In spite of a way with comic song that still pleases, especially slightly risque ones (Making Whoopee!; If You Knew Susie; You’d Be Surprised), B’way star Eddie ‘Banjo Eyes’ Cantor is a tough sell these days, missing the personal hook of Ziegfeld Follies co-stars like Fanny Brice (kept alive via Streisand in FUNNY GIRL, Will Rogers (a fatal plane crash at the height of his fame), or W.C. Fields (with his bristling curmudgeonly legacy).  Cantor’s rep now largely resting on the six early film musicals made for Samuel Goldwyn (1930 - ‘36), none holding up well.  And then there’s the BlackFace (in five of the six) adding a major obstacle to the technical challenges & slow pace as early film musicals learned to walk.  And by the time they got up to speed (here with director Roy Del Ruth), Cantor’s schnook shtick (sexually & ethnically ‘cleansed’ by Goldwyn for broadest appeal) had started to fall out of favor.  This penultimate Goldwyn project sends him to backlot Egypt where a $77 mill. inheritance waits, challenged by three other parties, as well as a local promise of death for the winning claimant.  Fine in theory, but the jokes & score are lame; only Irving Berlin's interpolated minstrel number ‘Mandy’ stands out, especially with the Nicholas Brothers getting showcased.*  Also, young Ethel Merman, in clarion voice, making her feature debut.  (She sings the song on the sheet music pictured above.)  Then Ann Southern, George Murphy, Edgar Kennedy, Warren Hymer, Stanley Fields, Paul Harvey, showy support above the line, but they pretty much sink.  All before the split-reel finale, a trip to Eddie’s Ice Cream Factory showcasing the new, improved 3-strip TechniColor.  It looks like a trailer for some never made Willy Wonka movie. If only!

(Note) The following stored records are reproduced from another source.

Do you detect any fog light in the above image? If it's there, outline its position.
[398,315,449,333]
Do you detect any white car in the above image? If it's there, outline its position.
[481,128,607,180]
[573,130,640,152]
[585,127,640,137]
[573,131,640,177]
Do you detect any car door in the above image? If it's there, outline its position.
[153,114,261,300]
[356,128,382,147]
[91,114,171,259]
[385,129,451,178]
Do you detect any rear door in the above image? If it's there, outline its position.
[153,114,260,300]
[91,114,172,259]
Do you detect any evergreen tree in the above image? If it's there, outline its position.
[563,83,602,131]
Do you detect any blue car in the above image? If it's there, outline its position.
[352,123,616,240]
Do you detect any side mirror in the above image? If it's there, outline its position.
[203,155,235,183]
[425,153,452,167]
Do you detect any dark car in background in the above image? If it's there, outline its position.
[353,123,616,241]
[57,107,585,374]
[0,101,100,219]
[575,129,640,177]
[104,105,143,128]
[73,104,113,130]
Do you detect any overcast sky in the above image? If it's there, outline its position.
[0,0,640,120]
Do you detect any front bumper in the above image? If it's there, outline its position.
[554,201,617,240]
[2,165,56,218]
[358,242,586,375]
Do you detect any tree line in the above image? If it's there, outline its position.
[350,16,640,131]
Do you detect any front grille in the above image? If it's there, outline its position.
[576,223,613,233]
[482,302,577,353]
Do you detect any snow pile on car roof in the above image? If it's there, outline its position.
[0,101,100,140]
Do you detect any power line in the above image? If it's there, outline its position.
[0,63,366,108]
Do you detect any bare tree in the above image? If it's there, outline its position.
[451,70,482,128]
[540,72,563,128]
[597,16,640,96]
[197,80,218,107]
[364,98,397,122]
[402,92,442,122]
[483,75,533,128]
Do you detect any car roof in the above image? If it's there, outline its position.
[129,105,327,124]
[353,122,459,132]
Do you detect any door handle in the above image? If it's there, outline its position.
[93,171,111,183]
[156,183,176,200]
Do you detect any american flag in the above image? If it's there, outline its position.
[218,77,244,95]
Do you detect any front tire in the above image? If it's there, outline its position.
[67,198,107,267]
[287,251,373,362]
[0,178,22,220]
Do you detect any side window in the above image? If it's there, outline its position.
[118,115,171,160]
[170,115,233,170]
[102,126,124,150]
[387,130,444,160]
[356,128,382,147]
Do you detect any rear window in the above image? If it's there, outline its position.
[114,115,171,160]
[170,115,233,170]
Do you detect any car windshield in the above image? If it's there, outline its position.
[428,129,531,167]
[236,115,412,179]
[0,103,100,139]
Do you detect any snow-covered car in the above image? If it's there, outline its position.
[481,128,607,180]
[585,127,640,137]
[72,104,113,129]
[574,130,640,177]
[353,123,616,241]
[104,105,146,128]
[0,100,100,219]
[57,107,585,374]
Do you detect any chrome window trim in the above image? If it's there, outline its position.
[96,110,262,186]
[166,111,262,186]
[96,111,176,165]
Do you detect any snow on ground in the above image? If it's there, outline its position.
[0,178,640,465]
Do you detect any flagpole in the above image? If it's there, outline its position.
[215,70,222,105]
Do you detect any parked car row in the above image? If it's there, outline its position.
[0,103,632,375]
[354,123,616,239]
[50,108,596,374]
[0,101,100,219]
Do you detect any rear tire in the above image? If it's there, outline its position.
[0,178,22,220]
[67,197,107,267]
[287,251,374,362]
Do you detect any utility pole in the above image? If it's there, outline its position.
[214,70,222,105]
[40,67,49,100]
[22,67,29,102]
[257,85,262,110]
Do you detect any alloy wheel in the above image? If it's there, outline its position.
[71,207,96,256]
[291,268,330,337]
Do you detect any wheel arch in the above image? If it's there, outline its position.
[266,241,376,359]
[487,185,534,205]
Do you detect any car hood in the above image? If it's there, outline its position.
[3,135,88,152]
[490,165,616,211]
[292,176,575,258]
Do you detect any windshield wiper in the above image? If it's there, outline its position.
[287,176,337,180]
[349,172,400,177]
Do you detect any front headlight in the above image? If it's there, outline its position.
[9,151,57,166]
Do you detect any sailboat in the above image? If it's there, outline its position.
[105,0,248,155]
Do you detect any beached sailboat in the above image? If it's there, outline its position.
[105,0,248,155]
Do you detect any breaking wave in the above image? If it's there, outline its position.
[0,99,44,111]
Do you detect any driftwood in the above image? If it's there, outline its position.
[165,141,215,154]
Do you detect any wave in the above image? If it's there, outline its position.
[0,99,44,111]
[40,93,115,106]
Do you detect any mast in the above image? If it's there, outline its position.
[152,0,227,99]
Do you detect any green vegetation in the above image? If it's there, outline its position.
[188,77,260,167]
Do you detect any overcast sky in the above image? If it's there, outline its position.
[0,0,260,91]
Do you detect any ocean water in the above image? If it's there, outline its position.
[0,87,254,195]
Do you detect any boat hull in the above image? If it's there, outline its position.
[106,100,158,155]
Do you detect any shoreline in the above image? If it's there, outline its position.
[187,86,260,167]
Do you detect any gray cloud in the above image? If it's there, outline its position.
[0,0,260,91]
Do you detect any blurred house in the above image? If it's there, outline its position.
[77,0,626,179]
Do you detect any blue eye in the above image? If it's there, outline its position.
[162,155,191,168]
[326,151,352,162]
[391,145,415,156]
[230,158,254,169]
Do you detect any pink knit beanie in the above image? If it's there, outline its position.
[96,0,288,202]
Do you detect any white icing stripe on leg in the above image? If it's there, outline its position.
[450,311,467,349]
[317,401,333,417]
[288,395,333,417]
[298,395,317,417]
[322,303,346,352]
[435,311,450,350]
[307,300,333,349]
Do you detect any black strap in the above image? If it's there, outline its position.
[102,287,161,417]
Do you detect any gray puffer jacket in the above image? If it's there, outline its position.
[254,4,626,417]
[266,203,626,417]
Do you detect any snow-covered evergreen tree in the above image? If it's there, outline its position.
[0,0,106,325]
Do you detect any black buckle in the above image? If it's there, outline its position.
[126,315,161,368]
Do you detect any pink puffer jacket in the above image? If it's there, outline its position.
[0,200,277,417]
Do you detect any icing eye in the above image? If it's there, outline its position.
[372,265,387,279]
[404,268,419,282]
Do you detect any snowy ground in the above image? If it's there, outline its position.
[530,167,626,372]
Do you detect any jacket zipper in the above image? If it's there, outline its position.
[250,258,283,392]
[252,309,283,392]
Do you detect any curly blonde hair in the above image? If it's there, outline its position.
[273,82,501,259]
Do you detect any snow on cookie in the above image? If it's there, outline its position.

SCREWY THOUGHT OF THE DAY: *For a modern audience, seeing actual Black performers like the fabulous Nicholas Brothers working next to Cantor in BlackFace must seem incredibly odd . . . at the least!  Yet, it was still common at the time for Black stage acts to ‘black up.’  America’s top Black vaudevillian, the great Bert Williams, featured with Cantor in the 1917 & 1919 Ziegfeld Follies always worked in BlackFace.  (Bill ‘Bojangles’ Robinson usually gets credit for being the first Black star to go without.)